Une dizaine de minutes plus tard, la classe se retrouva sur le terrain de foot. Les équipes étaient les mêmes : Aya, Sandra, Bernard et Sébastien étaient donc ensembles avec sept autres joueurs. Leur classe ne comptait que vingt-deux élèves, ce qui impliquait des équipes mixtes. La première mi-temps du match, de trente minutes, se déroula comme prévue : les deux équipes restaient à égalités. Lors de la seconde mi-temps, Luc mis son plan en place : la première chose à faire était d’avoir un corner, c’est Sandra qui le tirerait (car c’est elle qui visait le mieux comme ça) et le reste c’était à Sébastien et lui de s’en occuper.
Le corner ne fut pas facile à avoir, mais ils y arrivèrent tout de même au bout d’une dizaine de minutes.
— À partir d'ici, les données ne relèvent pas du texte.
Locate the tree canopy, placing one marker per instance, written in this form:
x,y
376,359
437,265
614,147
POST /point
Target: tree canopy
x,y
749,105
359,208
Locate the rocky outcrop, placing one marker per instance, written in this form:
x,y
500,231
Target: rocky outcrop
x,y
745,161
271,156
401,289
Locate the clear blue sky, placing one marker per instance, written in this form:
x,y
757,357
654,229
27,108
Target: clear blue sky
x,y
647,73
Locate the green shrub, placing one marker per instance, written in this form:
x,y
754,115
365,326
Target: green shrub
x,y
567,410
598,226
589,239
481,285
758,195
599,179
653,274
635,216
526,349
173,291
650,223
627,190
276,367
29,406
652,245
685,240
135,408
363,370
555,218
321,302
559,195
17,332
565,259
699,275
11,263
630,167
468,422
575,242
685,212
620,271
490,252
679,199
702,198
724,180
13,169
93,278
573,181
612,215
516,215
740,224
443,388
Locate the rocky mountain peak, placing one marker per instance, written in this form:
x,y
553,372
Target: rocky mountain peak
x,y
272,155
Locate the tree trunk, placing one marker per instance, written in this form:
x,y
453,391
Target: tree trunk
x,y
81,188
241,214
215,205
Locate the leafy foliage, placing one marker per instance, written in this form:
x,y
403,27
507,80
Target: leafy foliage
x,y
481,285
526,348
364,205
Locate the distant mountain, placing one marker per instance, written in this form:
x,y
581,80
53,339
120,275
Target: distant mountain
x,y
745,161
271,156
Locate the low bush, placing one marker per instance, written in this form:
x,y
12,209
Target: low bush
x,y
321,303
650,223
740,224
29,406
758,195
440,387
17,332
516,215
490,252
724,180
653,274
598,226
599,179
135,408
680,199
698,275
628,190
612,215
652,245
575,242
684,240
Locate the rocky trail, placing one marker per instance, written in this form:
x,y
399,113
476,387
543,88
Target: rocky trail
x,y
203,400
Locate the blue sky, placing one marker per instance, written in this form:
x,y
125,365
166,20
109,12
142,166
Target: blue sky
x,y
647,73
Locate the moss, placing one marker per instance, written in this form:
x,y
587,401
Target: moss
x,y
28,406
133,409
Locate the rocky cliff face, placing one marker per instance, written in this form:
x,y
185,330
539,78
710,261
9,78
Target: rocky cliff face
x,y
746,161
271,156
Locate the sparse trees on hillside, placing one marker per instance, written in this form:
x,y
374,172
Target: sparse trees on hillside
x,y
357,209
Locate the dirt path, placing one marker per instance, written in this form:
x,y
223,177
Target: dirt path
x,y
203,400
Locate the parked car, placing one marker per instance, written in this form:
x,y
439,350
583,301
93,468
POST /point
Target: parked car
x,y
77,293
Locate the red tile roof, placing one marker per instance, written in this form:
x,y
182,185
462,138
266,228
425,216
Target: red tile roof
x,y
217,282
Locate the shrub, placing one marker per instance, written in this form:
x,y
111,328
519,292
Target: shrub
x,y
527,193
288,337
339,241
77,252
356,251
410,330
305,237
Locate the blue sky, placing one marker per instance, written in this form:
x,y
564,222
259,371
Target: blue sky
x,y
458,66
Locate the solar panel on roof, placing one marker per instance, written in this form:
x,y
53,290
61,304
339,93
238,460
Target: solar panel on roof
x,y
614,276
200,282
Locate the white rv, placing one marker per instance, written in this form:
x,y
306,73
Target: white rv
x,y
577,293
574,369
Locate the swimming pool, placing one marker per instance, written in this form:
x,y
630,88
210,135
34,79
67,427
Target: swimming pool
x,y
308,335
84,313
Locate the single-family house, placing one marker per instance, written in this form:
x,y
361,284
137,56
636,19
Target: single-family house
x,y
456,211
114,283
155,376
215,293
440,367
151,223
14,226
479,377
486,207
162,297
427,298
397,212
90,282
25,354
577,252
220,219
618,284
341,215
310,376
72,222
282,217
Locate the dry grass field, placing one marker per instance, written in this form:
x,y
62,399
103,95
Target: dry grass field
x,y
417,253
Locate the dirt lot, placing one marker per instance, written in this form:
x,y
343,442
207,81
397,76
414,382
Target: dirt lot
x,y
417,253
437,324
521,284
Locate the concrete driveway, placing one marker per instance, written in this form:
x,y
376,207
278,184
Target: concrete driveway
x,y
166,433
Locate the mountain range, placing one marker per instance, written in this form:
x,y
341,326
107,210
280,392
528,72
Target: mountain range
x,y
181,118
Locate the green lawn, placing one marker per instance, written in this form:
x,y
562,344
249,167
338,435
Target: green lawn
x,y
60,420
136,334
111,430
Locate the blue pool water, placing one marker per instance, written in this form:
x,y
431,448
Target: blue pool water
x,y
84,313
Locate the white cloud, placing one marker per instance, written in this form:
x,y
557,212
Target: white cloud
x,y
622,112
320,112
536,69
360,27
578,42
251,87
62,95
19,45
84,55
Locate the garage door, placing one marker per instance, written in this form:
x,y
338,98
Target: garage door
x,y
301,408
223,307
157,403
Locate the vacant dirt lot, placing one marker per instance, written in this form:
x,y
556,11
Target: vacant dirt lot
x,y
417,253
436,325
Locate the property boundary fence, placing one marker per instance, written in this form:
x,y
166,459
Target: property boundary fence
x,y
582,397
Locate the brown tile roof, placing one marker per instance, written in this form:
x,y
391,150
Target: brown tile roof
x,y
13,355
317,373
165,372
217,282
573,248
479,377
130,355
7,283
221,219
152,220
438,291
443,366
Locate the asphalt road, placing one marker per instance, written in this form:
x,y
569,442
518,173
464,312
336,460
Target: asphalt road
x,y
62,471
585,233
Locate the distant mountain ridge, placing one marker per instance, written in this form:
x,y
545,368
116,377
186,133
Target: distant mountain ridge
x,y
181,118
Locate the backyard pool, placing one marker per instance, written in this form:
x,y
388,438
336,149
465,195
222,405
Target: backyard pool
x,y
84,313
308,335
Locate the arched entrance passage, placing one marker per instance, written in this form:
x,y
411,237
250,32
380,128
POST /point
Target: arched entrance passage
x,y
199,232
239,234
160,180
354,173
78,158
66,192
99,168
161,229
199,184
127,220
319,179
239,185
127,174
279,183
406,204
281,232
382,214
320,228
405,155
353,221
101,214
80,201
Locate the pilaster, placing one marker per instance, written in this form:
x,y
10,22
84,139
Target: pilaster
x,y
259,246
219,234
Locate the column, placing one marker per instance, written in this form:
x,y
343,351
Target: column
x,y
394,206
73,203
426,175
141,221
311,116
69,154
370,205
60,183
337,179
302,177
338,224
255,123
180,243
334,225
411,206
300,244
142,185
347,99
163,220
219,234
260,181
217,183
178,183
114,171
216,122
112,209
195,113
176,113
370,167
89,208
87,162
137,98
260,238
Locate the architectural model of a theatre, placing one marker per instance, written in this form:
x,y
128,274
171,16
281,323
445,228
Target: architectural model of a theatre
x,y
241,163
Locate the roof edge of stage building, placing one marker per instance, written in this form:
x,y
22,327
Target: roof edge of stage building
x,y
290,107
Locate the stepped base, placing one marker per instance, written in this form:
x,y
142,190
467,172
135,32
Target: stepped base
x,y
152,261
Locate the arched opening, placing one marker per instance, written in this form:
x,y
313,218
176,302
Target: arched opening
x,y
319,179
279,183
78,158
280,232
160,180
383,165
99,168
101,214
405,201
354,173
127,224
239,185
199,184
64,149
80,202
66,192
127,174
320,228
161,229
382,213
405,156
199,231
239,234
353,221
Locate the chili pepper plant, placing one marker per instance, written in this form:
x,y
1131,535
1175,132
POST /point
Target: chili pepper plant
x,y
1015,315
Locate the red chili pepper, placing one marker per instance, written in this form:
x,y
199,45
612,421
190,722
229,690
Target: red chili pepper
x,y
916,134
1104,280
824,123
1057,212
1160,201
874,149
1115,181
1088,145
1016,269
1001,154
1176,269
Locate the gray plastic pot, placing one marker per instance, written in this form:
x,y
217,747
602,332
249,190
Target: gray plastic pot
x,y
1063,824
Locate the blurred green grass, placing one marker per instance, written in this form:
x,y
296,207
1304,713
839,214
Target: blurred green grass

Sandra prit sa place au coin du terrain, Sébastien et Luc se postèrent juste devant le but. Sandra attendit un instant, le temps de se concentrer et d’espérer. Elle frappa enfin. « C’est trop haut ! » pensa Sébastien, mais Luc lui ordonna presque de se mettre à genoux comme prévu. Il sentit qu’on posait un pied sur son épaule droite, mais l’impression disparue vite car Luc avait sauté, certes plus haut que tout ceux qui allaient essayer de faire une tête, mais juste un peu trop loin pour atteindre le ballon. Le jeune prodige des arts martiaux n’hésita pas et réussit à faire un salto avant, les jambes bien tendu, et parvint à toucher le ballon. Son mouvement fit incliner la direction du ballon, qui vint s’arrêter au fond du filet sous les yeux d’un goal et de joueurs admiratifs.
- Tu as réussi Luc, fit Sébastien lorsque son ami fut relevé, tu es trop fort !
- Je… merci, parvint-il à dire alors que tout le monde s’empressait de le féliciter.
Tout le monde commença à se disperser enfin, et Sandra, qui était resté un peu en retrait, sauta littéralement au cou de Luc en lui donnant un long baiser sur la joue. La petite différence de taille déséquilibra le butteur qui tomba en arrière, Sandra toujours sur lui.
- C’était un saut magnifique !
Elle se releva toujours souriante, tendit sa main pour l’aider à se relever puis partit en courant reprendre sa place pour le prochain coup d’envoie. Sébastien remarqua que Luc était devenu tout rouge.
- Tu rougis ?
- Hein ? non, je… c’est…hum…
- Par hasard tu ne serais pas amoureux d’elle, tenta Sébastien.
- Je… l’aime beaucoup oui, mais je n’ai aucune chance pas vraie ? Demanda-t-il tout doucement.
- Pourquoi donc ?
- Eh ben, vous êtes ensemble depuis si longtemps…
- Mais nous sommes juste des amis d’enfance tu sais, on ne sors pas ensemble.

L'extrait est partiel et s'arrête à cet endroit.